Onomkeerbaarheid. Als er een enkel woord is waarmee De laatste oorlog samengevat zou kunnen
worden, dan is het dat wel. Onomkeerbaarheid op zoveel vlakken: in de liefde en
dus in het leven, in de manier waarop mensen met elkaar omgaan, maar ook in de
grotere geschiedenis. In De laatste
oorlog haalt Daan Heerma van Voss een tour de force uit. Tegen de
achtergrond van de Holocaust probeert hoofdpersonage Abel Kaplan zich de wereld
eigen te maken. Hij wil een reddende engel zijn, maar alles raast genadeloos
door. De huidige vluchtelingencrisis bedenk je er tegen de achtergrond
moeiteloos bij.
Abel Kaplan is een gevallen man. Ex-schrijver, ex-minaar,
ex-grachtengordeldier. Hij was een man van stand, had de liefde van zijn leven
gevonden, de bloedmooie Eva, zijn vrouw. Alles lag klaar om succesvol te
worden, wie wil zo'n leven niet? Maar Kaplan raakt aan lager wal. Met Eva is
hij na verloop van tijd alleen nog voor de vorm getrouwd. Ook zijn volgende
relatie, met Judith, houdt niet lang stand. Wanneer het schrijven niet meer
lukt gaat hij als administratief bediende aan de slag, een onduidelijke job,
niemand weet precies wat hij nu eigenlijk doet.

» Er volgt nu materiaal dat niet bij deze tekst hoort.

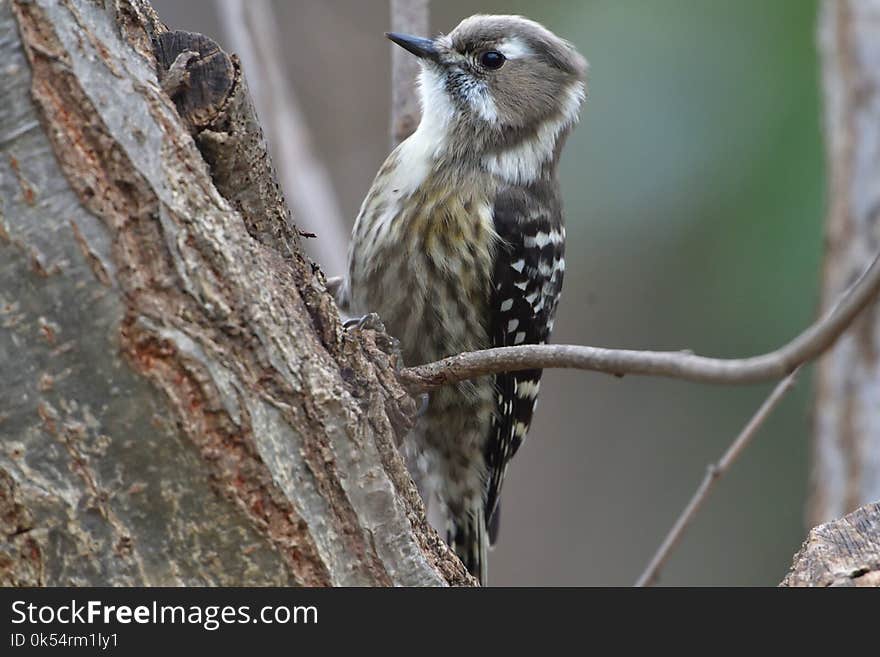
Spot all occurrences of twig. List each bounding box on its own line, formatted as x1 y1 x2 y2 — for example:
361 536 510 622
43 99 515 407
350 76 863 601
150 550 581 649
399 252 880 391
159 50 198 97
390 0 429 147
634 369 800 587
216 0 349 276
633 253 878 585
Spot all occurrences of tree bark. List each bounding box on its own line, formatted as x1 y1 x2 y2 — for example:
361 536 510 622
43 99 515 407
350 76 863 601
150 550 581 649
215 0 349 277
0 0 469 586
782 501 880 586
4 0 879 590
811 0 880 526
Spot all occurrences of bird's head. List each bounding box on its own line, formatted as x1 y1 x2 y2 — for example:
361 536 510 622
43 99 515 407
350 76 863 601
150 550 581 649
388 14 587 170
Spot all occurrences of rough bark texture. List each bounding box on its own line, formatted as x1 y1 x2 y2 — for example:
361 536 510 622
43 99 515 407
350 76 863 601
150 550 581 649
782 501 880 586
811 0 880 526
0 0 470 586
215 0 350 277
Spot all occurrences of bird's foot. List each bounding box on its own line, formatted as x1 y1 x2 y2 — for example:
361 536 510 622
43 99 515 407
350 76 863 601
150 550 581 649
343 312 386 333
344 312 402 366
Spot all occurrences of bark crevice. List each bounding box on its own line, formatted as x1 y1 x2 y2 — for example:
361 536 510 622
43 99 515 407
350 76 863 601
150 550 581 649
1 0 468 586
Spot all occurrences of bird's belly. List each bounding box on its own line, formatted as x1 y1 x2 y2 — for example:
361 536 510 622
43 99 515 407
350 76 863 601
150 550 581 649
358 246 487 367
353 235 498 514
350 189 496 368
348 185 500 515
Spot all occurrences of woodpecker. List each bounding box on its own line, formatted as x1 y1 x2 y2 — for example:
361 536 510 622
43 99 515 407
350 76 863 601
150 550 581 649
341 15 586 583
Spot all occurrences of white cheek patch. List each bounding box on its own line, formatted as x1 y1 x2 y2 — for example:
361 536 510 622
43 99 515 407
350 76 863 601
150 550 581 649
413 66 456 157
381 68 451 203
497 37 533 60
437 64 499 125
465 82 499 124
417 67 455 131
416 63 498 136
482 79 586 185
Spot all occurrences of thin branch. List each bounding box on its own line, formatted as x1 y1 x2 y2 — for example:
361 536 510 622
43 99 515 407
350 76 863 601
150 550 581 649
390 0 429 147
159 50 198 97
633 254 875 586
634 369 800 587
399 252 880 391
216 0 349 276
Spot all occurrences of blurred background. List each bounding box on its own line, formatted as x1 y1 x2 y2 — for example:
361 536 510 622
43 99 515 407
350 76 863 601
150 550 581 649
152 0 824 585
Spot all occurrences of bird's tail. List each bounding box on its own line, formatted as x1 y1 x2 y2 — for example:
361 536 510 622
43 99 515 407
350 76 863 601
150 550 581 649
450 504 488 585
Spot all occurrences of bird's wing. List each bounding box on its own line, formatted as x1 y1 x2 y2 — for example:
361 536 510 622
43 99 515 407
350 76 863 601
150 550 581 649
485 183 565 540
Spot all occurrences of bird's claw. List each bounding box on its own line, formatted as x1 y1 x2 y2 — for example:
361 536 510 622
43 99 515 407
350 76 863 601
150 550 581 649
343 312 386 333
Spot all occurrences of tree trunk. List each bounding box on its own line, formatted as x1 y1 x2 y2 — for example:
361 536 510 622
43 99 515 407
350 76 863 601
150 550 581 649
811 0 880 526
0 0 469 586
4 0 879 589
782 501 880 586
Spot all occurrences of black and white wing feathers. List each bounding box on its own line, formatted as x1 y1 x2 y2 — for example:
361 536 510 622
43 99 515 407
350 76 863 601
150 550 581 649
484 184 565 539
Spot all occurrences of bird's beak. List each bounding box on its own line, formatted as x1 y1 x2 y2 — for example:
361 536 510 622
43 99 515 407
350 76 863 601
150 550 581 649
385 32 439 62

Tot Kaplan op school het gepeste
jongetje Ibrahim opmerkt, een jongen die - net als Kaplan zelf, in zekere zin -
buiten de groep valt. Ibrahim (Kaplan noemt hem Abraham, het is een voorschot
op wat komen gaat) heeft hulp nodig, Kaplan neemt hem onder zijn hoede. Hun
relatie wordt steeds clandestiener, de schooldirectie neemt het Kaplan niet in
dank af. Voor hij het weet, sluit het net zich rond hem steeds nauwer, de
stoppen slaan bij hem door en hij belandt op straat. Steeds genadelozer
brokkelt Kaplans zorgvuldig geconstrueerde wereld af. Het is een
voorafspiegeling van wat zich in het tweede deel van De laatste oorlog op een nog veel grote schaal zal aftekenen: op de
puinhoop van het eerste deel voltrekt zich een drama dat structureel dezelfde
trekken vertoont. Alleen staat nu echt alles op het spel, de Holocaust
inbegrepen.
Ook in dit tweede deel speelt een hulpeloze jongen de hoofdrol - dit keer écht
Abraham geheten. De Roma-jongen wordt door Kaplan uit een gesloten instelling
bevrijd en ondergebracht in een nis van zijn appartement. Het is een
kamikazeactie, uitgevoerd door een man die nog maar weinig te verliezen heeft.
Kaplan heeft een missie: hij wil Abraham beschermen tegen het kwaad dat
maatschappij heet. En daardoor ook zichzelf weer betekenis geven. De mislukte schrijver,
werkloos, verlaten door de liefde van zijn leven, die intussen nog succesvoller
is geworden dan ze al was. Maar Abraham alleen is niet genoeg: Kaplan begint
ook aan zijn nieuwe boek, zijn laatste. Van Judith krijgt hij een
oorlogsdagboek in handen. Kaplan overtuigt zijn oude uitgever om het uit te
geven en die hapt toe op voorwaarde dat hij in zee gaat met de niet geheel
onbesproken geschiedenisprofessor Van Stolk.
Kaplans boek wordt een
spinnenweb, net als zijn leven zelf. Hij kopieert, verdraait, voegt toe, laat
weg. Geen truc is te vuil om gebruikt te worden in functie van dit laatste boek
- zijn laatste oorlog. ‘Als het ging om boeken was ethiek vooral een kwestie
van esthetiek, praatte hij op zichzelf in’. Het boek groeit hem boven het
hoofd, zeker nadat blijkt dat Van Stolk niet zo koosjer is als verhoopt.
De laatste oorlog is een ontluisterend spiegelpaleis dat ons langs
vele paden leidt. Oorlog, liefde, geschiedenisvervalsing, menselijk verraad,
verval, fraude, zelfverheerlijking, mededogen: het is slechts een kleine greep
uit de thema's die Daan Heerma van Voss aanreikt, en hij komt er nog mee weg
ook. Met Kaplan heeft hij een ronduit onvergetelijk personage neergezet, dat
rondwaart in een bijzonder rijk gelaagd verhaal.